Kafka : Validating Configuration🔗

The org.apache.kafka.tools package includes VerifiableProducer and VerifiableConsumer classes. These can run as command-line tools or be embedded in an automated testing framework. The idea is that the verifiable producer produces a sequence of messages containing numbers from 1 to a value we choose.

We can configure the verifiable producer the same way we configure our own producer, setting the right number of acks, retries, delivery.timeout.ms, and rate at which the messages will be produced. When we run it, it will print success or error for each message sent to the broker, based on the acks received.

The verifiable consumer performs the complementary check. It consumes events (usually those produced by the verifiable producer) and prints out the events it consumed in order. It also prints information regarding commits and rebalances.

Tests to Run🔗

Leader election: what happens if we kill the leader? How long does it take the producer and consumer to start working as usual again?

Controller election: how long does it take the system to resume after a restart of the controller?

Rolling restart: can we restart the brokers one by one without losing any messages?

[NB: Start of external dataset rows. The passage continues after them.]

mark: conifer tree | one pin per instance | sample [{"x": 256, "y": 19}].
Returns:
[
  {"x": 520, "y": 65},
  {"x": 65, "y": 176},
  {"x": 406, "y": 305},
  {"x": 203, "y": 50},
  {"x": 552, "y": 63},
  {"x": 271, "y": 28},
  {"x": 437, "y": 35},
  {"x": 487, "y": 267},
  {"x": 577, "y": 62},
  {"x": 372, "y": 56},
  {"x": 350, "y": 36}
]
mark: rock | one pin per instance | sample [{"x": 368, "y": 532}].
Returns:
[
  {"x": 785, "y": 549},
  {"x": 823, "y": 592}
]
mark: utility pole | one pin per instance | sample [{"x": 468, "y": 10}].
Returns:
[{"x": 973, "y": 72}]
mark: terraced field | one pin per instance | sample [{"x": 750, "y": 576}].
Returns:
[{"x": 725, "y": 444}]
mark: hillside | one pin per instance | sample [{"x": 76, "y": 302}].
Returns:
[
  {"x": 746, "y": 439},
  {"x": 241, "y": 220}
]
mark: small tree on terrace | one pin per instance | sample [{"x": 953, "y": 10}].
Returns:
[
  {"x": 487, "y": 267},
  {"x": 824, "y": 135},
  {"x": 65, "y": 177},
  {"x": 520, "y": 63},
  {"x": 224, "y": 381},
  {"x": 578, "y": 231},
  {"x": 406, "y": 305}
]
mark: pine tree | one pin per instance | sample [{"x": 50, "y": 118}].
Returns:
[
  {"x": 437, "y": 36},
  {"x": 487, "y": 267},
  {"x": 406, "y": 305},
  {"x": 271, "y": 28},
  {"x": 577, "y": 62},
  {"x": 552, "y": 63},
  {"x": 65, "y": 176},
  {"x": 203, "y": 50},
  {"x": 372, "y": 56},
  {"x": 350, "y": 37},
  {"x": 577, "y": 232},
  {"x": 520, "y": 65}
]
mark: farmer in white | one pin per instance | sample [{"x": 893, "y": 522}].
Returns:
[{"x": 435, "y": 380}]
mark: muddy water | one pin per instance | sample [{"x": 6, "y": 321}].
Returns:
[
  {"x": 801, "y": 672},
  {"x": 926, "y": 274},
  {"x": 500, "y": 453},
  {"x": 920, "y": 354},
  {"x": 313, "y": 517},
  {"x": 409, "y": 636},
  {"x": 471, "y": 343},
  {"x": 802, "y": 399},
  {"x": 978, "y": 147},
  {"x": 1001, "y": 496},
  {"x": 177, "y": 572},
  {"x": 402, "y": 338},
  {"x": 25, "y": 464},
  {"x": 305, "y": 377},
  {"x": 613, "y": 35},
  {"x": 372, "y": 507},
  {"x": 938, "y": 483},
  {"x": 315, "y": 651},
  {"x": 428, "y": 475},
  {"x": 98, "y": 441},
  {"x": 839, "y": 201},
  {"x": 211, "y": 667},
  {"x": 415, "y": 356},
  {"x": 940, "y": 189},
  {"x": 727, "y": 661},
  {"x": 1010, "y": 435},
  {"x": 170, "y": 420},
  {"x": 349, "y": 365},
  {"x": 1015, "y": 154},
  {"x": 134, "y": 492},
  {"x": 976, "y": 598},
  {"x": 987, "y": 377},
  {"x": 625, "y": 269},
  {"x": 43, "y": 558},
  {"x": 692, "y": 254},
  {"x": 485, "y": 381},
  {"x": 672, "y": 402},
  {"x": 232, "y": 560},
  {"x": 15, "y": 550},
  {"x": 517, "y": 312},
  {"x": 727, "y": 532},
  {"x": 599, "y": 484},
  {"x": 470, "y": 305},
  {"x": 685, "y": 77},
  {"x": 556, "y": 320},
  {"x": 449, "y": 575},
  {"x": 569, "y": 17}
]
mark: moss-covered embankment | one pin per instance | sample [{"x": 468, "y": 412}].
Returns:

Unclean leader election test: what happens when we kill all the replicas for a partition one by one (to make sure each goes out of sync) and then start a broker that was out of sync? What needs to happen in order to resume operations? Is this acceptable?

Validating Applications🔗

Failure Conditions to Be Tested🔗

Clients lose connectivity to one of the brokers
High latency between client and broker
Disk full
Hanging disk (also called “brown out”)
Leader election
Rolling restart of brokers
Rolling restart of consumers
Rolling restart of producers

There are many tools that can be used to introduce network and disk faults, and many are excellent, so we will not attempt to make specific recommendations. Apache Kafka itself includes the Trogdor test framework for fault injection. For each scenario, we will have expected behavior, which is what we planned on seeing when we developed the application. Then we run the test to see what actually happens.

For example, when planning for a rolling restart of consumers, we planned for a short pause as consumers rebalance and then continue consumption with no more than 1,000 duplicate values. Our test will show whether the way the application commits offsets and handles rebalances actually works this way.